Le Festival de Hyères a-t-il permis de redécouvrir des artistes ?
En 1999 nous
avons exposé Guy Bourdin, puis la série « Paris 1963 » de mannequins dans des bulles de Melvin Sokolsky et aussi les travaux de Jean-Baptiste Mondino, qui trouve que le meilleur musée, c’est la rue. Cette année, loin de Photoshop et des images retouchées, nous exposons le travail d’Erwin Blumenfeld, qui travailla dans les années 40 et 50 pour Vogue.
Vous avez photographié des campagnes telles que Flower by
Kenzo, avez-vous eu un coup de cœur cette année ?
Regardez les photos superposées de forêt de l’artiste hollandaise Kim Boske et celles de Yann Gross, gagnant photo de l’édition 2010 du Festival, qui a mis en image les créations des dix stylistes sélectionnés.
Avez-vous un mot à dire sur la sélection mode ?
Cette année, le jury mode est présidé par Raf Simons.
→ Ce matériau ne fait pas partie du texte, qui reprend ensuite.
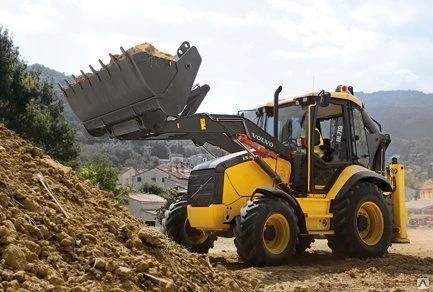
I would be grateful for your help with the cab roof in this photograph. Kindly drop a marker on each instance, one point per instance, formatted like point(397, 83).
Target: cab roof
point(334, 95)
La difficulté est toujours d’arbitrer entre
« portable » et « arty ». Les défilés auront lieu dans le cadre magique des Salines de Hyères.
Depuis 1999, vous êtes directeur artistique et commissaire du Festival de Hyères. Quel a été le plus dur ces dix dernières années ?
Le financement. Le festival dispose du soutien de la ville et du groupe LVMH mais il reste très coûteux de faire venir des gens du monde entier, d’organiser les défilés, les voyages…
Votre meilleur souvenir ?
Les retrouvailles émouvantes de Melvin Sokolsky, fêtant ses 78 ans à la Villa Noailles, avec son tout premier mannequin de mode, qu’il photographia 50 ans auparavant.
Votre vœu pour les années à venir ?
Exporter le festival pour étendre sa notoriété… et celle des lauréats.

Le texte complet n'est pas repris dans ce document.